The renewed Israeli concern over the bitterly disputed holy site follows a recent Technion report that the eastern wall of the Temple Mount may cave in on an underground architectural support of the Mount, known as the Solomon's Stables. The underground site, which was converted by the Wakf in the late 1990s into what is now the largest mosque in Israel, can accommodate up to 30,000 worshipers.

"There will be no other choice if the eastern section of the wall is not supported then to limit the number of worshipers on the Temple Mount during Ramadan," Ezra said in an Israel Radio interview.

During a rare visit to Amman last week, Jerusalem police chief Ilan Franco reportedly urged Jordanian Wakf officials to limit access to the mosque at Solomon's Stables during Ramadan for safety reasons.

Hundreds of thousands of Muslims are expected to throng to the Temple Mount, as they do every year, during this year's Muslim holy month, which begins at the end of October. It is for this reason that Ramadan represents the height of Israeli archeologists' concerns over such a collapse.

According to decades-old regulation, Israel maintains overall security control at the Temple Mount, while the Wakf, or Islamic Trust, is charged with the day-to-day administration of the compound.

Wakf director Adnan Husseini on Sunday dismissed Israeli concerns over the potential collapse of the wall as "Israeli police propaganda," which he said come up every year towards Ramadan.

He added that due to the security situation, most Palestinians from the West Bank and Gaza are unable to enter Jerusalem anyway, and that prayer attendance during Ramadan was mostly limited to Jerusalem residents and Israeli Arabs.

The latest cause for concern over the stability of the ancient temple wall comes just four months after the head of the Antiquities Authority, Shuka Dorfman, warned that the eastern wall was in danger of immediate collapse which could cause a "domino effect" and bring down other sections of the ancient compound.

The rare public warning followed a classified report issued by the authority earlier this year stating that the eastern wall was damaged from a February earthquake to such an extent that sections of the wall are likely to cave in on Solomon's Stables.

In the months since then, a team of Jordanian engineers, which has been repairing the bulge on the southern wall of Jerusalem's Temple Mount, has started repair work on hundreds of small holes uncovered in the adjacent eastern wall.

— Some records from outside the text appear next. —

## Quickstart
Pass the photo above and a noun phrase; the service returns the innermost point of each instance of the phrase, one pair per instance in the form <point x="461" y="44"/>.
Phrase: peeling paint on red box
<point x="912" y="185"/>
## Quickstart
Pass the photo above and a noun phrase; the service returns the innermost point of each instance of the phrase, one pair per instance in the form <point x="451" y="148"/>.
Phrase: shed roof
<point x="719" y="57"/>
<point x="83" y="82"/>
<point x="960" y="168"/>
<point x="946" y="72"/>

In contrast to the Israeli report, a Jordanian-Egyptian commissioned survey found that while the eastern wall was badly damaged by centuries of rainwater penetration, it was not in danger of collapse, the Jordanian overseer of the team Dr. Raief Najim said.

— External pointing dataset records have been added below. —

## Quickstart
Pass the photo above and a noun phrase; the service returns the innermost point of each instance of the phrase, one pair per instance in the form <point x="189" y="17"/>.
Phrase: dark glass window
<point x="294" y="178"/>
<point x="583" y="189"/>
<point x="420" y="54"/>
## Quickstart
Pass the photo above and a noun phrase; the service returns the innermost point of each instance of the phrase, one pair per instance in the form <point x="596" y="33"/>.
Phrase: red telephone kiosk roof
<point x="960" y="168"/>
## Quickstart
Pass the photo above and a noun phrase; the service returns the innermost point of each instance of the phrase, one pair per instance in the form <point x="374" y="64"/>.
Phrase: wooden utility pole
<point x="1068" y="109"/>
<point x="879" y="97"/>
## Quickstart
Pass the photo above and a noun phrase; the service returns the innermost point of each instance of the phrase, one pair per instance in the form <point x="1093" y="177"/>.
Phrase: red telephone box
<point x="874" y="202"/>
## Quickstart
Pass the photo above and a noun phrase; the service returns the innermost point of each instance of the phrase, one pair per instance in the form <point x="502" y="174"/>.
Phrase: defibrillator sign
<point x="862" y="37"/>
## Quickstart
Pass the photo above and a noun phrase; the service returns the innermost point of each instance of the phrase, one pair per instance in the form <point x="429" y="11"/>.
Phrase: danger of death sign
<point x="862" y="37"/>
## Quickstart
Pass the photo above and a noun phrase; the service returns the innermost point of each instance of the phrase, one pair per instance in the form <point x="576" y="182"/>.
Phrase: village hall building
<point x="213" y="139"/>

The Jordanian team is currently filling the holes in the wall with stones, he added."It's not as serious as the Israelis say, but a lot of work needs to be done," said Prof. Saleh Lamei, director- general of Cairo's Center for Conservation and Preservation of Islamic Architectural Heritage, who carried out the survey of the eastern wall this spring at the behest of the Jordanian government.

In contravention of the law, Israeli archeologists from the Antiquities Authority have not been carrying out supervision for the past four years at the site due to their concern about renewed Palestinian violence, despite the reopening of the compound to non-Muslims last year.